Studying Upendra at work, I’m not surprised that Japanese cookery was, in 2013, bestowed the Unesco World Heritage status. It is one of rather few edibles on a list that is composed largely of monuments such as the Taj Mahal or Hiroshima’s A-Bomb Dome. The recognition is partly due to its respect for natural flavours of seasonal ingredients, and also because of its near-poetic qualities as a cultural-spiritual expression.
Eating my way through a superlative dinner while observing the culinary fireworks, I particularly appreciate the sesame-oil blanched spinach salad, the akka miso shrimp soup with seaweed and fermented soya, the salmon sushi rolls accompanied by vinegar-pickled veggies; and, of course, the okonomiyaki. Known as “Japanese pizza” in Andhranese, it’s apparently quite popular as it is savoury and one can customise the ingredients. As a matter of fact, okonomiyaki means “as you like it” and its base is a spicy pancake of shredded cabbage topped with hot sauces. More dishes — grilled chicken steak and barbecued egg rice — follow. Finally, I ask Upendra how many years he spent learning his skills in Japan and he reveals that he had acquired them in India.

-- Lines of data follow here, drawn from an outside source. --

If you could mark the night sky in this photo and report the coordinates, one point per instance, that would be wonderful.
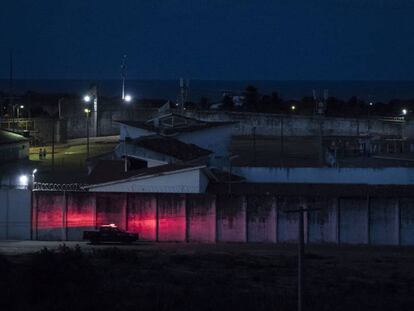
(216, 39)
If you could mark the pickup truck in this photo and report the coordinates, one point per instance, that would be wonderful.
(109, 233)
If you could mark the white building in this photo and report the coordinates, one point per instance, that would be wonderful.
(13, 146)
(214, 136)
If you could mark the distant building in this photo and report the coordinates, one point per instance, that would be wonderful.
(214, 136)
(110, 176)
(13, 146)
(158, 150)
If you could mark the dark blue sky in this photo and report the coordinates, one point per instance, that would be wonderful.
(216, 39)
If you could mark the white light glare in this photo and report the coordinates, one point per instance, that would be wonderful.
(87, 98)
(23, 180)
(128, 98)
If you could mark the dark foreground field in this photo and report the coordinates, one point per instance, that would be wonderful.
(206, 277)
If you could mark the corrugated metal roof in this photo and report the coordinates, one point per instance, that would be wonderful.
(7, 137)
(114, 170)
(304, 189)
(171, 147)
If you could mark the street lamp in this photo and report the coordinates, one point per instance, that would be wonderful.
(23, 181)
(86, 98)
(87, 112)
(18, 110)
(128, 98)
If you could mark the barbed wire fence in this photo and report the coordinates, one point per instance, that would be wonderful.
(75, 187)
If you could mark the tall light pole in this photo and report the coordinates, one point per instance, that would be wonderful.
(87, 112)
(92, 97)
(123, 75)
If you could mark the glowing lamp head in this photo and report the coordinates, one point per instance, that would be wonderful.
(128, 98)
(86, 98)
(24, 180)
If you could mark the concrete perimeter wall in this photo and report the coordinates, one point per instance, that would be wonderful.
(297, 125)
(15, 214)
(226, 218)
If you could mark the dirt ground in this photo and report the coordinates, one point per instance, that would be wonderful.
(181, 276)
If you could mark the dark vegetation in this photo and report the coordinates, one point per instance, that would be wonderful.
(207, 277)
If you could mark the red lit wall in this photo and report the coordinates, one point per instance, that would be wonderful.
(261, 219)
(142, 215)
(111, 209)
(80, 214)
(201, 218)
(48, 214)
(231, 219)
(171, 218)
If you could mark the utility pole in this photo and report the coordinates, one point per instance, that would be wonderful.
(123, 75)
(87, 111)
(254, 144)
(184, 89)
(281, 140)
(53, 145)
(301, 251)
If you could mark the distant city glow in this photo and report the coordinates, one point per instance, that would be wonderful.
(24, 180)
(128, 98)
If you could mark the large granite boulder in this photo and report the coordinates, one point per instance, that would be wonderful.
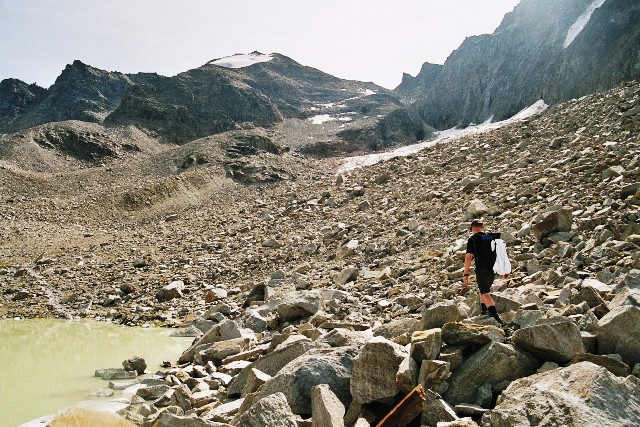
(319, 366)
(496, 364)
(555, 342)
(272, 410)
(374, 370)
(426, 345)
(398, 330)
(436, 315)
(469, 333)
(299, 304)
(327, 410)
(578, 395)
(560, 220)
(270, 364)
(618, 332)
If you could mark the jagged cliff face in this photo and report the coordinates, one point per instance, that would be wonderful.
(544, 49)
(411, 88)
(194, 104)
(81, 92)
(237, 92)
(16, 98)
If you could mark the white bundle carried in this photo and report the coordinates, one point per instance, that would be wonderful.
(502, 265)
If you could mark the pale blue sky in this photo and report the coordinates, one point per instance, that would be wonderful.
(369, 40)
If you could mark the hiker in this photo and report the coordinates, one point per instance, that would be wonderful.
(479, 249)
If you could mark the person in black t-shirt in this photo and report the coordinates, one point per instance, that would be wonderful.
(484, 261)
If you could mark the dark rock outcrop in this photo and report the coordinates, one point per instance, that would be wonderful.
(81, 92)
(16, 98)
(531, 56)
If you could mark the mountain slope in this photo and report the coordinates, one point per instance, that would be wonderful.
(81, 92)
(16, 98)
(528, 58)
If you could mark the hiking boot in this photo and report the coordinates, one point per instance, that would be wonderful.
(464, 290)
(498, 319)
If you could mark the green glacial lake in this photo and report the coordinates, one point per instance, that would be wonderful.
(47, 365)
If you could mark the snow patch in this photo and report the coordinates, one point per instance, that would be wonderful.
(537, 107)
(581, 22)
(320, 118)
(242, 60)
(351, 163)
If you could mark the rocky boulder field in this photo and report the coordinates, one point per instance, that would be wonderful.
(322, 296)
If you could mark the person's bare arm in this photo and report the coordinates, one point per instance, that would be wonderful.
(467, 267)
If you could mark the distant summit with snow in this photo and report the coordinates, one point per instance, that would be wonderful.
(544, 50)
(241, 60)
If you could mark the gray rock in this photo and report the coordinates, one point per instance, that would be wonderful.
(434, 374)
(618, 332)
(616, 367)
(398, 330)
(426, 344)
(347, 275)
(526, 318)
(436, 410)
(580, 394)
(299, 304)
(589, 295)
(342, 337)
(476, 208)
(270, 364)
(374, 370)
(115, 374)
(407, 375)
(255, 322)
(554, 342)
(272, 410)
(560, 220)
(436, 315)
(102, 392)
(171, 291)
(220, 350)
(135, 363)
(462, 422)
(153, 392)
(327, 410)
(255, 380)
(496, 364)
(215, 294)
(318, 366)
(181, 397)
(461, 333)
(484, 397)
(167, 419)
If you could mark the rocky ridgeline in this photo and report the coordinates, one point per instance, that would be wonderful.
(323, 300)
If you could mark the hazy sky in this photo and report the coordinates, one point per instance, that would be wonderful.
(369, 40)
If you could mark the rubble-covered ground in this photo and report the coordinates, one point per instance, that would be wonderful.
(291, 277)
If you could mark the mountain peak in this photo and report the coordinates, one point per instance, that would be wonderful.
(241, 60)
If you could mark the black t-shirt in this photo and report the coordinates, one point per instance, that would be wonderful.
(479, 245)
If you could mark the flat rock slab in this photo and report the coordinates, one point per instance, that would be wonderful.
(618, 333)
(496, 364)
(614, 366)
(426, 345)
(115, 374)
(319, 366)
(270, 364)
(555, 342)
(464, 333)
(272, 410)
(583, 394)
(374, 370)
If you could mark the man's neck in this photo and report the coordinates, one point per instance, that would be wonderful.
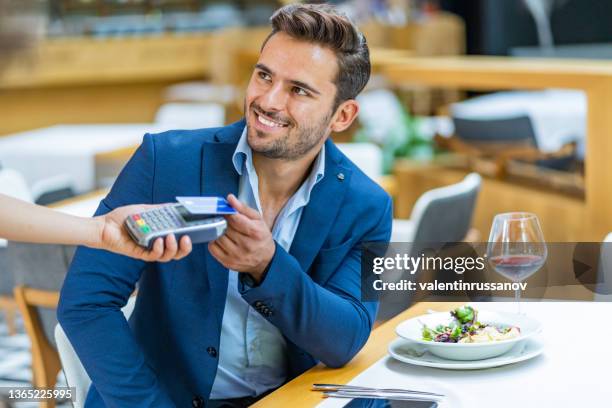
(280, 179)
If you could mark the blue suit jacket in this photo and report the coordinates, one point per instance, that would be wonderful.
(166, 355)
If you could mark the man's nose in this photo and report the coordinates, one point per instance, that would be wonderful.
(275, 99)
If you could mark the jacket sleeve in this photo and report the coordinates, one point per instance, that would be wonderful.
(330, 322)
(97, 286)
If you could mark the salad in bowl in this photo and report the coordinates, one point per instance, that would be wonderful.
(468, 334)
(465, 328)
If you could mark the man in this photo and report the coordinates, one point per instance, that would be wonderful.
(280, 290)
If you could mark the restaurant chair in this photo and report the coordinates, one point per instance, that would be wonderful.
(39, 271)
(604, 272)
(177, 115)
(75, 373)
(510, 138)
(45, 360)
(442, 215)
(13, 184)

There’s an obvious emphasis on great grub at the resort, which is particularly gratifying for a glutton like me. Every day, I find a variety of imaginative salads in the lunch buffet, both veg and non-veg (pesto-topped boiled eggs and rich chicken salads, for instance), and from the à la carte section, I order tribal curiosities such as the legendary bongulo , an Araku Valley speciality of charcoal-cooked chicken inside a bamboo tube. Even the breakfasts fascinate with their unfamiliar elements — such as the Bombay chutney (which you won’t find in Mumbai), a mild and creamy chickpea flour gravy tempered with curry leaves, served alongside super-size idlis and double-fried mini-dosas. Who would have thought that such culinary delights could be hidden away in a tiny fishing hamlet like this?
When I’m not busy hogging, I dip my travel-sore feet in the salty waves of the lengthy, uncommercialised beach, or stroll in the heartbreakingly charming old-worldly village (where I seem to be the only tourist). The latter has curious heritage “monuments” such as ruined Dutch bungalows and a graveyard of spooky obelisk tombs dating from the 17th century when Bheemunipatnam was established as a Dutch factory. Until the railway line from Chennai to Kolkata was built, it remained an important port of call for the East India Company, so there’s also a quaint British-era clock tower and an 1860s’ police station, an equally old church with stained-glass windows, and a lighthouse. Peasant ladies sell freshly harvested toddy by the roadside, just like in the old times.
So, if one has had enough of Goa and Kerala, and feels the need to discover a new and unusual beach, Bheemunipatnam is a great place to catch the sun rising from the sea while waking up to the earthy scent of the local Araku Valley coffee.